Your midyear outlook has a fairly hot take on bonds – they will offer less downside protection for portfolios because low yields make them less attractive. How should investors position the fixed income side of their portfolio for the next year?

We talked earlier about having some longer-maturity bonds in the portfolio. A way we have added risk to portfolios in a way we feel is prudent has been to raise our exposure to corporate bonds. Central banks are buying them and the income is more secure compared to dividends. We would be raising allocations not just to investment grade corporate bonds, but to high yield bonds, where there’s an even bigger income advantage. We are still wary of the energy sector within high yield because of low oil prices.

What about inflation-linked bonds, also known as real return bonds?

If we wanted to extend the horizon out further than a year and think about the next five or 10 years, inflation-linked bonds start to become a lot more interesting. We think that, for now, the world is characterized by low inflation. But we think inflation risk is likely to rise, and that’s where inflation-linked bonds tend to look interesting.

[Note: Real-return bonds offer payouts that adjust to the inflation rate.]

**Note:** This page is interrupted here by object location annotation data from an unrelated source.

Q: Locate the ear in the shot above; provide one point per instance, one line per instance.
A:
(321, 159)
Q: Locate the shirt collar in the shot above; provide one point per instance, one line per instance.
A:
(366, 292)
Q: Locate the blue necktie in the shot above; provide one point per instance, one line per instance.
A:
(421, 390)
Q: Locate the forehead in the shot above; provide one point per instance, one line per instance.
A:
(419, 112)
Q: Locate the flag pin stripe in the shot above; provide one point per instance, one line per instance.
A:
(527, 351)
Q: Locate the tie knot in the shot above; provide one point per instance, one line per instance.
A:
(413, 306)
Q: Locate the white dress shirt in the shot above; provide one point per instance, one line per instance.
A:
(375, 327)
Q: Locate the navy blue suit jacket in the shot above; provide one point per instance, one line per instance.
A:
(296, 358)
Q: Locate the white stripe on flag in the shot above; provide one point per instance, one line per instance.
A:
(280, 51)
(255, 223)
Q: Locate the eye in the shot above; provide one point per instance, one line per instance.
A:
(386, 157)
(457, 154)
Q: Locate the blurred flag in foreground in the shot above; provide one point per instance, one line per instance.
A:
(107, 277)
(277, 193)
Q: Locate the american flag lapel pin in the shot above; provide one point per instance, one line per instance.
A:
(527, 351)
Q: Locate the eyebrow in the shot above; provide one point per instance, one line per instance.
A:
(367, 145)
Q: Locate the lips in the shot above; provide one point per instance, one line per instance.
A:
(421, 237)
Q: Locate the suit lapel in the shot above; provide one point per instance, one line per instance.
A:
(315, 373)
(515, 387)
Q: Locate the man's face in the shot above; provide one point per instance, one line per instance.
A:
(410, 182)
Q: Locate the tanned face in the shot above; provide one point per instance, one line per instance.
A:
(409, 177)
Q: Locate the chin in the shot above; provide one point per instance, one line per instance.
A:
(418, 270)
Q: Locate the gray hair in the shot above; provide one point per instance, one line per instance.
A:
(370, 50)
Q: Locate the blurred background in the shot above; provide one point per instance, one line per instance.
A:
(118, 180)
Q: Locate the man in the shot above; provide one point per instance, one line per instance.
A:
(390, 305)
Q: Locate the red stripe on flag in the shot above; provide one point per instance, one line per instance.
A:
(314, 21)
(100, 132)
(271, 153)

What’s your estimate of annualized stock market returns over the next 10 years for stocks?

They’re low relative to history. For large-capitalization U.S. equities, we have 6.1 per cent over the next 10 years; European large-cap equities are 7.3 per cent and Canadian large-cap equities are right in the middle at 6.4 per cent (all in Canadian dollars).

[Note these are all total returns – share price changes combined with dividends – without fees or inflation factored in.]

What about fixed income?

Government bond returns this year have been very strong. But now that yields are low and nearing a lower bound, that limits the return potential. Income is lower and total return potential is likewise. In Canada, the government bond [total] return over 10 years is 0.4 per cent.

There’s talk these days the 60-40 portfolio is dead and it’s based on the fact that bond yields are so low. Thoughts?

Few would realize that the 60-40 portfolio over the past 20 years outperformed the S&P 500. The 60-40 portfolio did better because it lost less in the drawdowns, even if it did underperform in the upturns. But I think the 40 per cent in bonds has to change. It doesn’t mean the 40 per cent has to come down, but what’s in there has to change [see above]. When I think of the 60 per cent in stocks, what comes to mind is exposures that tend to minimize volatility or somehow reduce the risk. Minimum-volatility stocks, quality stocks, sustainability [in terms of environmental, social and governance measures]. I would be thinking about how to tamp down the volatility of stocks, given that in [the] next 10 years we may not have the same ballast from government bonds that we’ve been so used to in the post-financial crisis period.

Let’s close with your take on whether the portfolios that produced great returns in the past decade work for the years ahead.

The portfolio that investors had over the last 10 years will not work the same way in the next 10. It’s natural at a time like this to think about the near term and to get consumed with the daily news flow. That’s important, but we’ve been stressing the strategic changes that investors need to think about now. Rethinking the role of government bonds in the portfolio, thinking about the potential for an increase in inflation, and the ways to protect an equity portfolio in non-traditional ways. This is the kind of work that I would be doing in a portfolio, rather than necessarily trying to time the direction of the markets or trying to predict whether there will be another potential setback in the next six months.